Once Eitan refrains from reporting his late-night accident, he spirals into a series of lies that are likely to jeopardize his work and his marriage. “The lie, like a wool sweater that was itchy at first, had become something he was accustomed to wearing. Felt comfortable in.” Lying becomes a central concern of the novel. Gundar-Goshen writes that it can be done by people who appear to be good and loving.

“People are definitely capable of singing charming songs to their children and telling terrible lies to other people, and sometimes to the children themselves.” Eitan appears to be drowning in a mess of his own making. “Telling a story that differs from reality is quite tiring…. You have to invent details, synchronize facts, fill holes. You never understand how complex reality is until you try to create a replacement for it.”

As the novel progresses, Eitan learns he is not the only one who has created an illusion. And he is not the only one with a “periphery complex.”

His wife was born to a Sephardic family in a development town (classic markers of the peripheriah.) Little by little, the problems she had to overcome to become a successful part of the Israeli mainstream are revealed.

Almost all of the other significant characters in the novel are either illegal Eritrean refugees living near Be’er Sheva, or Bedouin Arabs. Both of these groups are much farther from the centre of Israeli society than Eitan and Liat. The Eritreans, in particular, live a precarious existence, often exploited by unscrupulous employers and others due to their illegal status.

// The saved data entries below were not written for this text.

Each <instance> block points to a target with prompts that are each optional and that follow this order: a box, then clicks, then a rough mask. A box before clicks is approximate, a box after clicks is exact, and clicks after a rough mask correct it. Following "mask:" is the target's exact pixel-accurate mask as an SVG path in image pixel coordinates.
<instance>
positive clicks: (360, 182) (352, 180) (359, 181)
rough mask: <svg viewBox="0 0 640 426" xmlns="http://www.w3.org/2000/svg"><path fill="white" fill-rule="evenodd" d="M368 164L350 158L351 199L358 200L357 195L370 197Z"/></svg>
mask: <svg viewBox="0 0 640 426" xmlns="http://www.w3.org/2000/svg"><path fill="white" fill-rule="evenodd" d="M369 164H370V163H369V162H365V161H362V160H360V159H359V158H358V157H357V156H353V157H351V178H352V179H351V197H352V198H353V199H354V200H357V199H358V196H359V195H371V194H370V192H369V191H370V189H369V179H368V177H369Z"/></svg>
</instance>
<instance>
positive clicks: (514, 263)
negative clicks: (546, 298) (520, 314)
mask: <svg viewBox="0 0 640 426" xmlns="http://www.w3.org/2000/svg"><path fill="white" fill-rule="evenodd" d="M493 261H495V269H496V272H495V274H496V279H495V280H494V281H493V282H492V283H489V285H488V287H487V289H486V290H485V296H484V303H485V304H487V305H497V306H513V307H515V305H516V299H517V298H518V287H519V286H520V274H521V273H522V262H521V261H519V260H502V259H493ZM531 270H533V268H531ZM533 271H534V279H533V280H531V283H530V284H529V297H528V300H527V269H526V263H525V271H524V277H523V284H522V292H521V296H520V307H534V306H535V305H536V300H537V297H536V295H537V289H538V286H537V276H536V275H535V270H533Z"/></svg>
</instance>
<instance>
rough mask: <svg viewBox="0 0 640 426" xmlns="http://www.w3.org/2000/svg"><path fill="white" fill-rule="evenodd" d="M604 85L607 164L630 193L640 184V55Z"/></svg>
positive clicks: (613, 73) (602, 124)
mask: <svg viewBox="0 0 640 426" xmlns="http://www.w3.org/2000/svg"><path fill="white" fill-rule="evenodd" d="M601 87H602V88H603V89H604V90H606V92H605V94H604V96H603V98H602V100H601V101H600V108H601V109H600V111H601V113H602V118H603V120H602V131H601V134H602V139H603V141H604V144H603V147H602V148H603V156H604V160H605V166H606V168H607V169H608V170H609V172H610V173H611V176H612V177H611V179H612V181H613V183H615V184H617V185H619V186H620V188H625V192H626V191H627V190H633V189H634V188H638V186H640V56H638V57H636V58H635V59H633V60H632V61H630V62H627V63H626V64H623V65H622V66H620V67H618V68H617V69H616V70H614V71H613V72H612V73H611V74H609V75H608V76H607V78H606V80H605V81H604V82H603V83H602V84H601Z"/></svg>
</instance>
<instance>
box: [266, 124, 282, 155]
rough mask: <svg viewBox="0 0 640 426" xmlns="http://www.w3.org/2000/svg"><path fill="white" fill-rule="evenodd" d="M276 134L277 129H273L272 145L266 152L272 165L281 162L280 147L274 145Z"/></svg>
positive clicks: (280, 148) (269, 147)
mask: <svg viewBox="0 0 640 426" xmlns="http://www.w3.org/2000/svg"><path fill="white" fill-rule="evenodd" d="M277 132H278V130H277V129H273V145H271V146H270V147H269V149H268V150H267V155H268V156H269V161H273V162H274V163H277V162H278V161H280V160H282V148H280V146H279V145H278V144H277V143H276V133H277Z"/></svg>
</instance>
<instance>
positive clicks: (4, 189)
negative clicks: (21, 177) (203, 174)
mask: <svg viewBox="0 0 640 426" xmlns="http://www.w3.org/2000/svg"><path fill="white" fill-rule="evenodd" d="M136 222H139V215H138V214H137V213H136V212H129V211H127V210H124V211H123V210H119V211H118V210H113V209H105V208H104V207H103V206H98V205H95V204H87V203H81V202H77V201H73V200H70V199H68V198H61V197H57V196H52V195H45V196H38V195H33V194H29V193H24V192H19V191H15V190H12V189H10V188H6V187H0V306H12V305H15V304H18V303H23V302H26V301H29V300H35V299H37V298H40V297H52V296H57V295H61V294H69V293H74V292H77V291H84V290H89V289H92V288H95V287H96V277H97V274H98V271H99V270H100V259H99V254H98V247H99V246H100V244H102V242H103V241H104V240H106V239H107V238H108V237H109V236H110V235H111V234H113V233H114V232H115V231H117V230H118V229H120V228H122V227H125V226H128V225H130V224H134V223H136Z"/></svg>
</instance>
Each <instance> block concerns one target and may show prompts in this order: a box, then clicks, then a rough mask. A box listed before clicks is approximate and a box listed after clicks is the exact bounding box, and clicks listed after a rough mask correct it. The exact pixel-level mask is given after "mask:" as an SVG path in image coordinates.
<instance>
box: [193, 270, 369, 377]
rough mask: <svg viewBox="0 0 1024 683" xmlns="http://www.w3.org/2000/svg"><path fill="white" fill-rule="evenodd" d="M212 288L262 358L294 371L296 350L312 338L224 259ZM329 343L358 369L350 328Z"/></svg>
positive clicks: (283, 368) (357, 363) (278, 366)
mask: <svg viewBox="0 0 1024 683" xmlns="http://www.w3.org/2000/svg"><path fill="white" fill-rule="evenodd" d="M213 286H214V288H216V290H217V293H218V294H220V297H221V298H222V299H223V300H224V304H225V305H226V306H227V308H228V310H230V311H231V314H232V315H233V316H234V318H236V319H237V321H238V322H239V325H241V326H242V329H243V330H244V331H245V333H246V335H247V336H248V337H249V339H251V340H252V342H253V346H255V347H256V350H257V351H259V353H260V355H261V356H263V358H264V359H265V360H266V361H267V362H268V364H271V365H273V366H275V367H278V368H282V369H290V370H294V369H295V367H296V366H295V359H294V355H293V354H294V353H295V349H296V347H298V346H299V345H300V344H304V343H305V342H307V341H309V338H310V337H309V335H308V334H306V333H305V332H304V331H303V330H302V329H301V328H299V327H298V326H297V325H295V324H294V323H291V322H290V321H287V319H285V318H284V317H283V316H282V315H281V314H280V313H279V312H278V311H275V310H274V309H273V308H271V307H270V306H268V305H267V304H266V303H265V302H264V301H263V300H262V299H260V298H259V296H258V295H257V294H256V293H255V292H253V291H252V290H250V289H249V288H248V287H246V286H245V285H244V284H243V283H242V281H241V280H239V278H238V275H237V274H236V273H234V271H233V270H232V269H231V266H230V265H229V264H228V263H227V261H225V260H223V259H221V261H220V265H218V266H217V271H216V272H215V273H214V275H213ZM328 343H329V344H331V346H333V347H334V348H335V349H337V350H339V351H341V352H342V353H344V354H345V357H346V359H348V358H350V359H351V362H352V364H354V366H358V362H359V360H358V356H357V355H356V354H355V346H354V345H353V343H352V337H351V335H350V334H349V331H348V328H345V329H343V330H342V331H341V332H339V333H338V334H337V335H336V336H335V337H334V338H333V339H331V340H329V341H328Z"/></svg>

Eitan acquires a deeper understanding of these truly peripheral people as the novel progresses. Not everything about them is positive, but on the most basic level, he learns to think beyond what he was taught in medical school, that from a physical point of view, all human beings are basically the same. Is this also true of people’s emotional lives?

“One person’s affront or jealousy was not identical to another’s. This one’s jealousy was inflamed, and that one’s was mild. Here the affront was benign, there malignant.” Still, he discovers that “despite changes in shape and size,” emotionally, “their internal organs were the same: jealousy, greed, desire, affection, guilt, anger, affront.”

Gundar-Goshen is a gifted writer, and the English translation of Waking Lions, her second novel, reads well. (Her debut novel, One Night, Markovitch, was also recently translated into English.)  Gundar-Goshen opens a window on life in Israel and demonstrates that, despite the creation of the State, the problem of the peripheriah persists. More importantly, her novel provides deep insights into human psychology and behaviour, insights that transcend questions of gender, nationality or social status.